Per un attimo, dalla politica lo distolgono turisti e sostenitori che gli si fanno intorno. Le solite foto di rito («sono trenta euro», scherza con due spagnoli) e pure una lunga fila di autografi, uno dei quali dedicato alla signora Fatima («lì è un po’ di tempo che penso di portarci Prodi - dice ridendo - ma ho paura di trovare chiuso...»). Poi si torna agli eventi della giornata. Sull’interim di Prodi, il Cavaliere è scettico perché - dice - «è una soluzione di ripiego che credo confidi troppo ottimisticamente nei tempi della giustizia italiana». E l’appoggio esterno dell’Udeur? «Mi pare che ora il governo sia in grande difficoltà, visto che ci sono ministri come Di Pietro che hanno già attaccato violentemente Mastella». Insomma, non solo l’esecutivo ma «le sorti del Paese sono appese a un filo» perché «questa situazione non può più continuare».
La road map del Cavaliere - che non fa mistero del fatto che il momento politico va gestito «con molta cautela» - prevede come primo punto la possibilità di «tornare alle urne», anche se la sua attenzione resta focalizzata sulla partita della riforma elettorale. Per questo Berlusconi - che non è intervenuto in Aula perché si è attardato al telefono a causa delle condizioni di salute della mamma - insiste nel dialogo con Veltroni. «Senza fantomatiche contropartite - ripete - ma solo per il bene del Paese». «Mi appello a Veltroni», dice, affinché «si torni ai principi su cui eravamo d’accordo». Insomma, «la bozza Bianco che è stata stravolta» al punto di essere «più proporzionale del tedesco» va «nuovamente ribaltata» tornando al Vassallum. Parole che non fanno certo la gioia di Fini («noi il Vassallum non lo votiamo») e Casini («spero non faccia saltare il tavolo»). Solo a quel punto, aggiunge Berlusconi, «saremmo felici di continuare il confronto» perché «questo Paese ha bisogno del dialogo per uscire dalla crisi». La sensazione, dunque, è che, nonostante gli stravolgimenti delle ultime ore, l’asse con Veltroni stia reggendo. Anche se «i tempi sono stretti» e «se non si torna ai principi da cui siamo partiti, purtroppo non si potrà che andare al referendum».

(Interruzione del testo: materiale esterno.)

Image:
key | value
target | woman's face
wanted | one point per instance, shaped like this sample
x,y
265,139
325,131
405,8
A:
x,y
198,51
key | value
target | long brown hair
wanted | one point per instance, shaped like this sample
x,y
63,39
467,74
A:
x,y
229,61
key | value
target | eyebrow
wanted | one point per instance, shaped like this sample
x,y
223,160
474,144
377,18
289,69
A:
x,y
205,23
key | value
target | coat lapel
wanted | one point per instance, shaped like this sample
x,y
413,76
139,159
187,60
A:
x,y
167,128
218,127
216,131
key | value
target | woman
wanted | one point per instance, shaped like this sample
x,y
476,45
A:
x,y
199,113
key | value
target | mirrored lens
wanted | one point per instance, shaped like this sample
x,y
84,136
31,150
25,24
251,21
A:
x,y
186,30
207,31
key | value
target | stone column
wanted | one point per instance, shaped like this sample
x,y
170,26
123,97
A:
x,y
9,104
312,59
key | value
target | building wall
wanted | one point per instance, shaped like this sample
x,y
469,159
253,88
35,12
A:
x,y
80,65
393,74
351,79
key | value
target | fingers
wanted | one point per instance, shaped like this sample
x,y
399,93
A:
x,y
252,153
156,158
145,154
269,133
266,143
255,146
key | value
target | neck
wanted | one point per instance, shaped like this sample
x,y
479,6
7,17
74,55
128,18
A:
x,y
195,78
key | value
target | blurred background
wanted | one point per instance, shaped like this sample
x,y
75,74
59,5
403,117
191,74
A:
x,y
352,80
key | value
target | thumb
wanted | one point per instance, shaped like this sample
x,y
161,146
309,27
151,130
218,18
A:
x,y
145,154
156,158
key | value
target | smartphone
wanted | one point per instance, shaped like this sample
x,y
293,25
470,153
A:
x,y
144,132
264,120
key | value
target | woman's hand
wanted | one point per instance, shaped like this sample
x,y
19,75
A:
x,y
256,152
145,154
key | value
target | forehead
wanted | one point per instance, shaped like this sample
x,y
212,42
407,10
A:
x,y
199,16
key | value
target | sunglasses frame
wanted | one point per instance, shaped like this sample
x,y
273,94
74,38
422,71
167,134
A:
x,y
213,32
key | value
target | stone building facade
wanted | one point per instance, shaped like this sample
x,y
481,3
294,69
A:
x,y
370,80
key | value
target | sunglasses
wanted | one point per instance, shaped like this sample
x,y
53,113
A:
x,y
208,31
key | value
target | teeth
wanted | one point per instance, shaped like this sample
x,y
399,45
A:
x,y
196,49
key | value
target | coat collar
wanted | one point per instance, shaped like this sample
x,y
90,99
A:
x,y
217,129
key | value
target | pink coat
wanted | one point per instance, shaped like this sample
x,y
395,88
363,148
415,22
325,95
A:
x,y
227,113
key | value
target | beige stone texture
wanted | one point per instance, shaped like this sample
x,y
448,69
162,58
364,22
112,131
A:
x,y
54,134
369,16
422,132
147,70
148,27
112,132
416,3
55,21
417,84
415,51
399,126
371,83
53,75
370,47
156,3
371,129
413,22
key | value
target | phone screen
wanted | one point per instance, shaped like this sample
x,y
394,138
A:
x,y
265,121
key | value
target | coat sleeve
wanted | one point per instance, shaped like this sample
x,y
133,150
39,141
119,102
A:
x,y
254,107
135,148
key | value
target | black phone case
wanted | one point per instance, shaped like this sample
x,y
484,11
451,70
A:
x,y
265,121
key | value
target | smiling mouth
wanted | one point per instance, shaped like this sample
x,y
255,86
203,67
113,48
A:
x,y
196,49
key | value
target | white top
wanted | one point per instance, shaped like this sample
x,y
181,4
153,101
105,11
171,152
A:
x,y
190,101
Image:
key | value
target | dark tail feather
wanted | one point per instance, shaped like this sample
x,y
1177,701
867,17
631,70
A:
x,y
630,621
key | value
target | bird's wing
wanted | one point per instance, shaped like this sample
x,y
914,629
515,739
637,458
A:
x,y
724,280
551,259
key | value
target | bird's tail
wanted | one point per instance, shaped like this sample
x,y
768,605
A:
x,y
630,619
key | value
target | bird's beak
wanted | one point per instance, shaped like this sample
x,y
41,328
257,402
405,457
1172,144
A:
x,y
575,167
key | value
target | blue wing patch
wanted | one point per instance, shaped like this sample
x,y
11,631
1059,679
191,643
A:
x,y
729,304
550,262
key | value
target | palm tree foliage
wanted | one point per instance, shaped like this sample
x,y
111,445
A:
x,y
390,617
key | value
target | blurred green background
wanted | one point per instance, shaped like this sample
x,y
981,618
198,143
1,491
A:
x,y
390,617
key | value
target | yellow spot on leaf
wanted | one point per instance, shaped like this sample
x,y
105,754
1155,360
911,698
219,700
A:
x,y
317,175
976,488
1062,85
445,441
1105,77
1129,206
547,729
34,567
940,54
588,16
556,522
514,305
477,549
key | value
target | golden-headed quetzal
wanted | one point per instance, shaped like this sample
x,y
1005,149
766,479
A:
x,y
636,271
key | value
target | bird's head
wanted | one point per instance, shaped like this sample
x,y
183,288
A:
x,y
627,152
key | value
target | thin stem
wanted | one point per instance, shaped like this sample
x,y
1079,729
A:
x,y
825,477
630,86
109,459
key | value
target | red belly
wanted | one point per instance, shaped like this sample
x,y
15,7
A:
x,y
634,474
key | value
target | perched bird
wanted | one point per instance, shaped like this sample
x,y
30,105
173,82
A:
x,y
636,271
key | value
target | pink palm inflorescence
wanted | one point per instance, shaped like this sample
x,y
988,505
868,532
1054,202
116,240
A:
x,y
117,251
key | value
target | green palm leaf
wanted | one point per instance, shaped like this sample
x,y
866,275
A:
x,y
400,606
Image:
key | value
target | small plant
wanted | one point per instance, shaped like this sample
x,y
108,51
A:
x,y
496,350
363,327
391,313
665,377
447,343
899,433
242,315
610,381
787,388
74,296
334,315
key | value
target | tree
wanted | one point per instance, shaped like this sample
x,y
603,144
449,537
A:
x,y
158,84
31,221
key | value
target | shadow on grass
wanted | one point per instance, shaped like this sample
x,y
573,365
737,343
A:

Per Mastella ha parole di elogio («leggendo i giornali non risulta nulla che possa essere indicato come reato»), anche se preferisce la prudenza quando si parla di un possibile ingresso dell’Udeur nel Pdl. «Non sono io a doverlo accogliere - dice - ma la gente. In questo partito possono starci tutti quelli di cui la gente ha fiducia». Più cauto, invece, sugli alleati.

«Li ho trovati sempre uguali», dice in mattinata ai suoi collaboratori commentando gli incontri di mercoledì, «anche se Casini m’è parso più brillante». In pubblico, invece, preferisce una battuta: «Con l’Udc si è stabilito un clima molto cordiale, anche se pretendevano un vitello grasso. Gli ho detto che al massimo ammazzavo un cappone...».